Freilich hat die Relevanz des Ausstellungsprojekts insbesondere auch mit lokalen Entwicklungen zu tun. In Russland existieren einerseits kaum größere Sammlungen zeitgenössischer internationaler Kunst. Seit die staatliche Tretjakow-Galerie im Sommer 2018 einen Teil ihrer bisherigen Präsentation abbaute, gibt es andererseits nicht einmal mehr eine Dauerausstellung in Moskau, die einen repräsentativen Überblick über russische Kunst der letzten Jahrzehnte bieten würde. Zwar begründete die Tretjakow-Galerie ihre Maßnahme formal mit Platzgründen, der Schritt steht jedoch wohl in einem größeren Kontext: Contemporary Art gilt derzeit politisch als eher verpönt, staatliche Institutionen, die sich primär damit beschäftigen, sind einem zunehmenden Druck durch das Kulturministerium ausgesetzt. Das Staatliche Zentrum für Zeitgenössische Kunst (NCCA) wurde 2016 in seiner bisherigen Form zerschlagen, auch die Zukunft des von der Moskauer Stadtregierung subventionierten MMOMA in seiner Größe und mit seinen aktuellen Möglichkeiten ist realpolitisch gefährdet. Die aktuelle Kooperation der Stiftung des Kreml nahen Oligarchen, dessen Vermögen 2018 von Forbes auf 18 Milliarden Dollar geschätzt wurde, darf deshalb auch als eine kleine Solidaritätskundgebung interpretiert werden.

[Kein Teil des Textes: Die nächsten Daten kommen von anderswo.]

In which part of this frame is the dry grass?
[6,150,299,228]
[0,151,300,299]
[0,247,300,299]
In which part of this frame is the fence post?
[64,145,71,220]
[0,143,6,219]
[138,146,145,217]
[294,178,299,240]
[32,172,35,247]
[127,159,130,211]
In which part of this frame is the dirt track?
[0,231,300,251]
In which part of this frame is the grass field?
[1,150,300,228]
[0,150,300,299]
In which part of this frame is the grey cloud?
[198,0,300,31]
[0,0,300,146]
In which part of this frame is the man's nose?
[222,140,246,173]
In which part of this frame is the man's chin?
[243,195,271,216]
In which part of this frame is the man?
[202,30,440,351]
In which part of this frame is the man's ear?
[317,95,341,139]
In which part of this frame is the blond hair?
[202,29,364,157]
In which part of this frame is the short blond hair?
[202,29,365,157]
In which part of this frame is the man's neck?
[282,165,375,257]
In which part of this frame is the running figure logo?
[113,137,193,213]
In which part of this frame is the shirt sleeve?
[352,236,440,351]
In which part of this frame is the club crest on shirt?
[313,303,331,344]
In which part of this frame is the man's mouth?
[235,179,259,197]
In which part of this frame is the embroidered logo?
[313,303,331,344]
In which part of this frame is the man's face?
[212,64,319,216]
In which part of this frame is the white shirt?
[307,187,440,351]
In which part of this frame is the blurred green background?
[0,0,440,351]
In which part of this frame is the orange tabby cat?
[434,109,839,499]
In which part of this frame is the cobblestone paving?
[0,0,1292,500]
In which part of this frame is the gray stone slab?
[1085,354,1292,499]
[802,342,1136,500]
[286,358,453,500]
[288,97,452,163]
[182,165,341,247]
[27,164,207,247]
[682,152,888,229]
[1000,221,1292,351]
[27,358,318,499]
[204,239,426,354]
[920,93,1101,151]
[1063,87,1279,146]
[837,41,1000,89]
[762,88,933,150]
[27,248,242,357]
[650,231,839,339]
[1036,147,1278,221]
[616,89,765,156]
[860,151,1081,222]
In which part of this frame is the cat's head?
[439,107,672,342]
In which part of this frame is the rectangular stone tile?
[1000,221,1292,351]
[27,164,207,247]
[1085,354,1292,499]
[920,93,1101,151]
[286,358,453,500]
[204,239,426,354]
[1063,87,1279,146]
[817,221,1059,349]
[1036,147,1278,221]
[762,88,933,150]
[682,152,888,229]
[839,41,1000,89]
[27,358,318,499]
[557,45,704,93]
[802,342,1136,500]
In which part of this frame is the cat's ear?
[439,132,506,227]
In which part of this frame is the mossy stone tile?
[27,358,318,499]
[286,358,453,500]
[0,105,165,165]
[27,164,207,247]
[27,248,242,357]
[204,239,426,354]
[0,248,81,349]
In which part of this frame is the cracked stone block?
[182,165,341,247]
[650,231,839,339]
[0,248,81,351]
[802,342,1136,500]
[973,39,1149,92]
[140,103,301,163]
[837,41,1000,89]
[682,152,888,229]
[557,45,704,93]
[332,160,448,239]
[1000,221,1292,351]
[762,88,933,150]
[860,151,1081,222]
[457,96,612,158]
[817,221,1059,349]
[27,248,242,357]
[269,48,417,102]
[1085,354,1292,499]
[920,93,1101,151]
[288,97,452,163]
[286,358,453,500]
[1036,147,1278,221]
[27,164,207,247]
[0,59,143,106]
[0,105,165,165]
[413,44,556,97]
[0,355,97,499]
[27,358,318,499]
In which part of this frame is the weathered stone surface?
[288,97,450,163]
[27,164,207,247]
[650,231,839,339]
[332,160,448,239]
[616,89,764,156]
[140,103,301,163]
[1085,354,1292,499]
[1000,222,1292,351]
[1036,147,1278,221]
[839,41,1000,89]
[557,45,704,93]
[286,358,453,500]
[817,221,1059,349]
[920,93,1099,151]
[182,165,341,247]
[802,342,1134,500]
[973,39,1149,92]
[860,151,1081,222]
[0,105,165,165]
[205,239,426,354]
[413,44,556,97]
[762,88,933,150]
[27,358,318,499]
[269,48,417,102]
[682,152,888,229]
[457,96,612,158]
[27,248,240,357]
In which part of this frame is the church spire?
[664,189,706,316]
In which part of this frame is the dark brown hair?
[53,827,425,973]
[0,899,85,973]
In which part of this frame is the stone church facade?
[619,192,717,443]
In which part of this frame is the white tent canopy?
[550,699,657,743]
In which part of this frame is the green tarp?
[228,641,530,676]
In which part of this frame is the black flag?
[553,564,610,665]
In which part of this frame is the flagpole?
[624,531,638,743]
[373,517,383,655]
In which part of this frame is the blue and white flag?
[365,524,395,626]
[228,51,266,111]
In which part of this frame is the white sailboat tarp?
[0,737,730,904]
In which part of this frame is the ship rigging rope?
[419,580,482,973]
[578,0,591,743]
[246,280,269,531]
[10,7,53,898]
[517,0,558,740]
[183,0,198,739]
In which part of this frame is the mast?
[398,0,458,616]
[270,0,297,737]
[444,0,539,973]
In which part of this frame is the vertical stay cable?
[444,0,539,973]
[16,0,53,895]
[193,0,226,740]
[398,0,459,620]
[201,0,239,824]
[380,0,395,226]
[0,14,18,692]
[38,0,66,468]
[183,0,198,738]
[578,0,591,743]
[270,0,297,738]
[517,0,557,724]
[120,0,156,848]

Programmatisch war aber auch der Verweis auf darstellende Kunst: Während es diesbezüglich in Moskaus Kunstinstitutionen vergleichsweise ruhig blieb, kam Widerstand gegen die kulturpolitische Reaktion vor allem aus der Theaterszene. Diese Haltung, aber auch der Erfolg von avancierten Bühnen beim Publikum inspirieren nunmehr auch die Kunstszene der russischen Hauptstadt.